Mean Streak(42)
Pauline Floyd was skinny to the point that her shoulder bones poked up like drawer pulls against her faded dress. Her hair was so thin that scalp showed through the frizzy gray tuft on top. Her face said that she’d seen plenty of hard times, and that this was another of them.
“Pauline,” he said, “this is Dr. Smith. Dr. Smith, Mrs. Floyd.”
Emory murmured an acknowledgment to the introduction.
Pauline addressed her anxiously, “Can you help my girl? She’s carrying on something awful. Says her belly hurts, and she’s bleedin’.”
Emory looked into the room toward the bed, where the small mound beneath the frayed bedspread lay perfectly still. “I hope to help her. Where can I wash my hands?”
The old woman tilted her head quizzically. “The bathroom, I guess.” She hitched her thumb.
Emory excused herself and followed the direction Pauline had indicated.
The old woman watched her until she disappeared through a doorway, then came back around to her neighbor. “How long you been living down the road from us?”
“A while.”
“By yourself?”
“Yes, ma’am.”
She glanced toward the bathroom. “She a real doctor?”
“She’s an excellent doctor.”
“I don’t know of any lady doctors ’round here. Where’d you get her at?”
“In town,” he said, hoping that would be all the explanation required.
Emory emerged from the bathroom looking pale but full of resolve. She walked past him and Pauline into the bedroom. They followed her over to the bed.
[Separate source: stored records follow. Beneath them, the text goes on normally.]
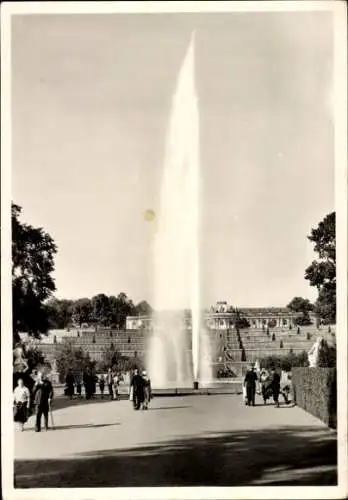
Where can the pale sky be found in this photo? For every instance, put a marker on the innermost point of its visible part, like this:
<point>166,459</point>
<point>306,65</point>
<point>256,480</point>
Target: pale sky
<point>91,100</point>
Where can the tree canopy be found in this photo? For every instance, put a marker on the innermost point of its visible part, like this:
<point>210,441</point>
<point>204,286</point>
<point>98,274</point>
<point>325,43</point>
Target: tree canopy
<point>302,307</point>
<point>322,272</point>
<point>109,311</point>
<point>33,252</point>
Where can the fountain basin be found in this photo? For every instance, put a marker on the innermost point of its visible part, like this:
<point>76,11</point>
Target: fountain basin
<point>234,387</point>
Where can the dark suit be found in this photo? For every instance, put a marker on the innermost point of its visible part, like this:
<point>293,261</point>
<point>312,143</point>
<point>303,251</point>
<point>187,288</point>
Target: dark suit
<point>275,384</point>
<point>250,384</point>
<point>138,384</point>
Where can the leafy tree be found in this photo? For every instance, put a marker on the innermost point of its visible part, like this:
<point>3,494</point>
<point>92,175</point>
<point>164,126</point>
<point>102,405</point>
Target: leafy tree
<point>322,272</point>
<point>33,253</point>
<point>302,307</point>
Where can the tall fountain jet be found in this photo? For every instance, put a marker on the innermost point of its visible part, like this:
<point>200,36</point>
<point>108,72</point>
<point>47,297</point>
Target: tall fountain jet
<point>176,245</point>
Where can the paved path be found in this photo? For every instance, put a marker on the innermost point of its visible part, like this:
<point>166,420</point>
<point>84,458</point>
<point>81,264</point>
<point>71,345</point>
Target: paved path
<point>185,441</point>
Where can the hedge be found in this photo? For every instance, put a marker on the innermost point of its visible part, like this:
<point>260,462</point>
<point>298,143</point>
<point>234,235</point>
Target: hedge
<point>315,392</point>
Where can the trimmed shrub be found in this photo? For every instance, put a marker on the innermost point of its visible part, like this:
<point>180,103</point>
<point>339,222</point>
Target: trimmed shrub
<point>315,392</point>
<point>285,362</point>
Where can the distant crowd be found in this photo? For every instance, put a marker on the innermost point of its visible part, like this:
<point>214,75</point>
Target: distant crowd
<point>269,384</point>
<point>34,395</point>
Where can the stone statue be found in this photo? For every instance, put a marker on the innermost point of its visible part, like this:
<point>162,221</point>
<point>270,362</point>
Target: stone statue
<point>315,352</point>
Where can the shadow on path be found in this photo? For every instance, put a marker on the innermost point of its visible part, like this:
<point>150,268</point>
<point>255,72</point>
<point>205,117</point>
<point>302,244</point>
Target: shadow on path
<point>284,456</point>
<point>169,408</point>
<point>82,426</point>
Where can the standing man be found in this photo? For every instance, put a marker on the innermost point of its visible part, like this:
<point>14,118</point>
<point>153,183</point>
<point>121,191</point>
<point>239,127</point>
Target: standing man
<point>43,395</point>
<point>138,385</point>
<point>250,385</point>
<point>109,381</point>
<point>147,391</point>
<point>102,384</point>
<point>70,382</point>
<point>275,385</point>
<point>116,383</point>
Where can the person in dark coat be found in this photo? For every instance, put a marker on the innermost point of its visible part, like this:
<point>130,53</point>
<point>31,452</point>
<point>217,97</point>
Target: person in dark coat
<point>147,391</point>
<point>275,385</point>
<point>70,382</point>
<point>101,384</point>
<point>43,395</point>
<point>87,384</point>
<point>21,399</point>
<point>138,385</point>
<point>250,385</point>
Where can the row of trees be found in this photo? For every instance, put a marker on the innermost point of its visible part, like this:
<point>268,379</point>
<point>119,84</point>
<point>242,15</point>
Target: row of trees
<point>79,361</point>
<point>321,274</point>
<point>34,309</point>
<point>101,309</point>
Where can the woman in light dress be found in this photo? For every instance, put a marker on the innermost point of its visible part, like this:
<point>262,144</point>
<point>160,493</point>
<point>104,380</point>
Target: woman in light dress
<point>21,399</point>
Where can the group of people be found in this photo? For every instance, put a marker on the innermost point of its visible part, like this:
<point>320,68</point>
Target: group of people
<point>271,386</point>
<point>38,401</point>
<point>89,380</point>
<point>140,392</point>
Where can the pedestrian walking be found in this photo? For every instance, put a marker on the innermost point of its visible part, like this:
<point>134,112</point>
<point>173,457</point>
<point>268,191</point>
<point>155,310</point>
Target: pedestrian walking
<point>102,385</point>
<point>115,385</point>
<point>250,385</point>
<point>21,399</point>
<point>275,384</point>
<point>147,391</point>
<point>137,386</point>
<point>43,395</point>
<point>109,380</point>
<point>70,383</point>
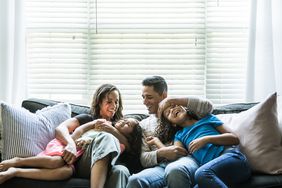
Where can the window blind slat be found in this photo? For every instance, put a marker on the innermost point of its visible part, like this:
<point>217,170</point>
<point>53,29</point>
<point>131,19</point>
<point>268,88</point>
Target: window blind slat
<point>198,46</point>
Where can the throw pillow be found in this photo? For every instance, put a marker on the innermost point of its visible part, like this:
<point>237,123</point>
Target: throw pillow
<point>260,138</point>
<point>26,134</point>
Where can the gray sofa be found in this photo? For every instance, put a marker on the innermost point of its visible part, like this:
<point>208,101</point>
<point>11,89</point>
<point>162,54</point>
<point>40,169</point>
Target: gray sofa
<point>257,180</point>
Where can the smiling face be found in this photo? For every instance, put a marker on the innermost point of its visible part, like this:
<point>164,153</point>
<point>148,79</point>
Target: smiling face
<point>126,126</point>
<point>109,105</point>
<point>176,115</point>
<point>151,99</point>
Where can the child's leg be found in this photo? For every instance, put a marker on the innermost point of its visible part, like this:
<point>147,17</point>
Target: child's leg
<point>38,174</point>
<point>99,172</point>
<point>228,169</point>
<point>36,161</point>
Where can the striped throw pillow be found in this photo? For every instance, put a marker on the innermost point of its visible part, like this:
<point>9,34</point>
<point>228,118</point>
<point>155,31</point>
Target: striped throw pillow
<point>26,134</point>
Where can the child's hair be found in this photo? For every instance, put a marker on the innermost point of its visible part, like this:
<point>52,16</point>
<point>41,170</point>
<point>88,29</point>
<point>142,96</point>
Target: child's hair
<point>165,130</point>
<point>101,93</point>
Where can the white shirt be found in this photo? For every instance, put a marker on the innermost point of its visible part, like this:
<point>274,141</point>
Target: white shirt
<point>148,154</point>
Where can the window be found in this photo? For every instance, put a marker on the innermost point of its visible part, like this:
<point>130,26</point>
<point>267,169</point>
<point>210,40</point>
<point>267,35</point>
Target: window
<point>198,46</point>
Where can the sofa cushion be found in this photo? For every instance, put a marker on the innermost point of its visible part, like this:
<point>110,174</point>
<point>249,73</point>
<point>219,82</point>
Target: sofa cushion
<point>25,133</point>
<point>260,138</point>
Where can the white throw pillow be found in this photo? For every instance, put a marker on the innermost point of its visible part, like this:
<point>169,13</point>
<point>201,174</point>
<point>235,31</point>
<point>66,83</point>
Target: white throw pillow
<point>26,134</point>
<point>259,134</point>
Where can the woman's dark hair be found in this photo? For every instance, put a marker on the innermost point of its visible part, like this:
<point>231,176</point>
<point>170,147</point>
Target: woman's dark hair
<point>102,92</point>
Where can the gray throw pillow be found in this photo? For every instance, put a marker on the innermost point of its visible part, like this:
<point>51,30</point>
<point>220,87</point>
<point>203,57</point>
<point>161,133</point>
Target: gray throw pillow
<point>26,134</point>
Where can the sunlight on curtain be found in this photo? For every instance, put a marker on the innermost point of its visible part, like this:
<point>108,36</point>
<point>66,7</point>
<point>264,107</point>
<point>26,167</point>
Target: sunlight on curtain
<point>265,60</point>
<point>12,78</point>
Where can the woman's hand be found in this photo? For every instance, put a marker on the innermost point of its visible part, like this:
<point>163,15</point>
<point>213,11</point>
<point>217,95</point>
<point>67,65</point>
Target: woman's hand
<point>104,126</point>
<point>83,142</point>
<point>164,104</point>
<point>69,153</point>
<point>197,144</point>
<point>152,140</point>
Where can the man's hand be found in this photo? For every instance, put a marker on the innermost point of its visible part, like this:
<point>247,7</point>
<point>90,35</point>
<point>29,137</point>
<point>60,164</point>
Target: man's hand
<point>171,153</point>
<point>164,104</point>
<point>197,144</point>
<point>104,126</point>
<point>152,140</point>
<point>69,154</point>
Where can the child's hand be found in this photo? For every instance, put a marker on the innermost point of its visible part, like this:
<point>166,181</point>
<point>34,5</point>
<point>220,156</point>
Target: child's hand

Lisa lay on her side, knees to chest.
Emory took a box of latex gloves from the trash can liner she’d carried in with her, pulled on a pair, then touched the girl’s shoulder. “Lisa? I’m Dr. Char—Smith.” She applied gentle but insistent pressure until the girl rolled onto her back.
She was very pretty, with delicate features and silky blond hair. By contrast, her eyes were so dark, the irises were indistinguishable from the pupils. Looking beyond Emory toward him, she smiled shyly. “You came back?”
“I promised you I would. I brought the doctor.”
She shifted her gaze to Emory. “It hurts.”
Emory patted the girl’s slender hand. “I hope to relieve that soon, but first I’ll have to examine you. All right?”
Lisa glanced at her mother, then tentatively nodded.
Emory straightened and turned. “We’ll need privacy.”
He said, “I’ll be right outside the door.” But when he motioned for Pauline to go ahead of him, she protested.
“She’s my daughter. I’ve saw everything.”
“Dr. Smith will call us as soon as she’s completed her examination. Right, Dr. Smith?”
“Certainly,” Emory replied.
Silently she telegraphed to him the urgency of the situation. No longer giving Pauline a choice, he took her arm and propelled her toward the door. When he looked back, Emory was bending over the bed, talking softly to her patient.
He closed the door and put his back to it. Pauline told him that she would be in the kitchen and headed in that direction. She walked with the skittishness of a mouse, keeping close to the wall as though afraid of being seen and raising ire. She disappeared through an open doorway.
Will hadn’t moved from his place on the sofa. On the TV, two women wrestlers were throwing each other against the ropes, but the volume had been lowered. Norman sat in an upholstered chair that at one time had matched the sofa, but it was now haphazardly striped with silver duct tape that held together rips in the stained fabric.
He had their undivided attention.
Norman said, “Sit down and take a load off.”
“I’d rather stand, thanks.”
“What’s your name, anyhow?”
“What difference does it make?”
Norman copped some attitude. “You’re messing in our business, that’s what difference it makes.”
“All I’m doing is getting medical treatment for a sick girl.”
“Sick my ass.” Will rolled off his spine, picked up a can of beer from the scratched and rickety coffee table, and took a swig. “She should’ve known better than to get herself knocked up.”
Earlier, when he’d first seen her in the wrecked truck, he’d noticed that Lisa’s lips were white with pain, but when he’d asked her the nature of her ailment, she hadn’t been forthcoming with an answer.
Since her brothers had seemed indifferent to her condition, he’d consented to drive them home. He’d helped Lisa into the house and, after making a hasty explanation to Pauline as to why he was there, he and the old woman got Lisa into the bedroom.
Sensing the girl’s reluctance to discuss her problem with members of her family, he sent Pauline out of the room to get Lisa a glass of water. Only then had she told him in confidence that she had miscarried. Shamed, she begged him not to tell her mother.
“You shouldn’t go through this alone. Have you told anyone?” he’d asked.
“My aunt and uncle—I live with them in Drakeland—or did. They kicked me out of the house when I told them what was happening. I had to tell my brothers so they would come get me. But I don’t want my mama to know.”